1. Sep 12th, 2007

    Rounded Corners – 147 (Don’t let your users run wild on the Web)

    Threat level Red. This is a serious, serious problem:

    I’m not kidding. Our users are being exposed to applications we don’t control. And it messes things up. You see, the users get exposed to other ways of doing things, ways that are more convenient for users, ways that make them more productive, and they incorrectly think we ought to do things that way for them.

    The evidence is mounting:

    When I told one of our users, a business analyst, that using just one field for the name meant a huge amount of work for programmers, she actually asked me what our job was, if not to do the work that makes users productive.

    And it gets better, so go read.

    Proving the obvious. “A news agenda formulated by citizens would be radically different from that put together by journalists.” concludes a BBC article, based on a study comparing ranking sites Reddit, Digg, del.icio.us to TV, radio and other online news sources.

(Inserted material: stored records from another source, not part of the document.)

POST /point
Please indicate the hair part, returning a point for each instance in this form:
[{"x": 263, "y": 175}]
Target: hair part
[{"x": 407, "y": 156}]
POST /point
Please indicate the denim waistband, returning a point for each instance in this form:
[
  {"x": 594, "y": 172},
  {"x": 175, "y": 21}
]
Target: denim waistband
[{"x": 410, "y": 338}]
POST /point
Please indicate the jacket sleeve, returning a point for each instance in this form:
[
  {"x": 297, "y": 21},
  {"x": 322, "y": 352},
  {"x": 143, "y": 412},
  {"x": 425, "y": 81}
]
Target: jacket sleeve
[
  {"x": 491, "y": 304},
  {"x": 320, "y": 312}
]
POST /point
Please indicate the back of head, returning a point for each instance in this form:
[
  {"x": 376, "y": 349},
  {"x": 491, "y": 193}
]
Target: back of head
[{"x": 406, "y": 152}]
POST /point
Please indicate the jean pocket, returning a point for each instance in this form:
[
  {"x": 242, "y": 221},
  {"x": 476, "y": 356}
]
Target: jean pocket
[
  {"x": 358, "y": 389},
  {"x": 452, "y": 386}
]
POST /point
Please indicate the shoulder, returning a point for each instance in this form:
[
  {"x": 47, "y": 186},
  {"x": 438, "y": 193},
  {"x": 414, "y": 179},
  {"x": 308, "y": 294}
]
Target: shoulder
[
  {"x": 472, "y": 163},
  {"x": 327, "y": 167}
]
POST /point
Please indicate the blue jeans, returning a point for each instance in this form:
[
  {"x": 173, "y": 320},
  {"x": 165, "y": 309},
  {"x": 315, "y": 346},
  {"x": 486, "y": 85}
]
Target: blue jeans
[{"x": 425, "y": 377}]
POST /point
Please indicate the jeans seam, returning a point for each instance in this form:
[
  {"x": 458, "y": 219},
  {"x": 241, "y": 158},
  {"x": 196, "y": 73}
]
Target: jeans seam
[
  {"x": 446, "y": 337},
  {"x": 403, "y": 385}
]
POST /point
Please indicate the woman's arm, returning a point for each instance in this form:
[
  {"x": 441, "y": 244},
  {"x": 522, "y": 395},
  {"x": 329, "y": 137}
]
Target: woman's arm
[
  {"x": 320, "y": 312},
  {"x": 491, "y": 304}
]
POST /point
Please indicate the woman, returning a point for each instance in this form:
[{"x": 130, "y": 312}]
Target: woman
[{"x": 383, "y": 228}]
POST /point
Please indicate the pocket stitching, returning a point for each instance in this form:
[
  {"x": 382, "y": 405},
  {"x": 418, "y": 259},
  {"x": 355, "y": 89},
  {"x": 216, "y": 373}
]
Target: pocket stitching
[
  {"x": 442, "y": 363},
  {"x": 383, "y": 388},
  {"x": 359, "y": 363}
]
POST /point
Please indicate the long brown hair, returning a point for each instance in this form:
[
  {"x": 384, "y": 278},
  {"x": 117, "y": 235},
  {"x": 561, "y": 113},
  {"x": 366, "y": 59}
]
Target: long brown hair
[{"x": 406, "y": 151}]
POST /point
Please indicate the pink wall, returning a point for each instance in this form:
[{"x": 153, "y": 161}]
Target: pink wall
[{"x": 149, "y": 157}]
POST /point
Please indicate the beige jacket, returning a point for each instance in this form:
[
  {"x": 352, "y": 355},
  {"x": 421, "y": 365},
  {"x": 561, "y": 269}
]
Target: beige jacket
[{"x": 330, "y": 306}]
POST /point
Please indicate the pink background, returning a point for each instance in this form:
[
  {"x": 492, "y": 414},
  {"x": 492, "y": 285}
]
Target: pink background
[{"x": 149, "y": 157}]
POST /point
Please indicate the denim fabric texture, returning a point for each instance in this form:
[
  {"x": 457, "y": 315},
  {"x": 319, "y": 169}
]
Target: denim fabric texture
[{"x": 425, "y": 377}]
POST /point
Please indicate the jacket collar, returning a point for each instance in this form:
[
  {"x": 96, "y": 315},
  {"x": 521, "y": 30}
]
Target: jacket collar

    I would tend to think so. Sites designed to surface news that is not already covered to death by the 10 o’clock news, will invariably have different coverage than the 10 o’clock news. But I feel better knowing this issue was thoroughly researched before drawing any conclusions, and will use this link to prove the exception to the rule.

    How not to open-source. PJ Hyett asks for a bit more courtesy and much less bad mouthing:

    I’m picking on Vlad, but I’ve seen this time and time again with open-source projects and find the attitude unbelievably off-putting as it reflects poorly on the open-source community as a whole. I’m certainly not immune to bad-mouthing projects that I’m not excited about, but I’d like to think that as the years progress that I’m learning to control the emotions that ran rampant when I was 16.

    Maybe because the stakes are so small?

    Eager to join. The one thing I don’t like about ORM is they hide bad SQL better than politicians hide money. In theory they could get it right, or they do more often then you, and everything is resolved by looking at the query log and hand patching slow queries. In practice, we have little empirical evidence in support of this theory.
    Anyway, Gabe da Silveira unearths an issue involving ActiveRecord eager loading and limits, something I’ve seen before but didn’t understand as well, and proposes a solution.

    Test me a story, part II. Can’t believe I missed this before. Dan North on stories. Not the one you tell your kids, the one you test against:

    Behaviour-driven development is an “outside-in” methodology. It starts at the outside by identifying business outcomes, and then drills down into the feature set that will achieve those outcomes. Each feature is captured as a “story”, which defines the scope of the feature along with its acceptance criteria. This article introduces the BDD approach to defining and identifying stories and their acceptance criteria.

    Doesn’t seem to work for me, but next on my todo list.

    Above, adding some spice to the otherwise boring SF mayor re-election campaign.

    1. Sep 13th, 2007

      http://www.stephenduncanjr.com/

      StoryRunner is in the RSpec trunk: http://evang.eli.st/blog/2007/9/1/user-stories-with-rspec-s-story-runner

    2. Sep 13th, 2007

      Assaf

      Sorry, that was bad editorial on my part. I fixed it to say “doesn’t seem to work for me”, which is what I should have written to begin with.

      I got to Dan North’s post from evang.eli.st, and I did try working with trunk (as per the instructions), but I can’t get trunk to work. At all. None of my controller specs run anymore. Not sure why, some loading issue.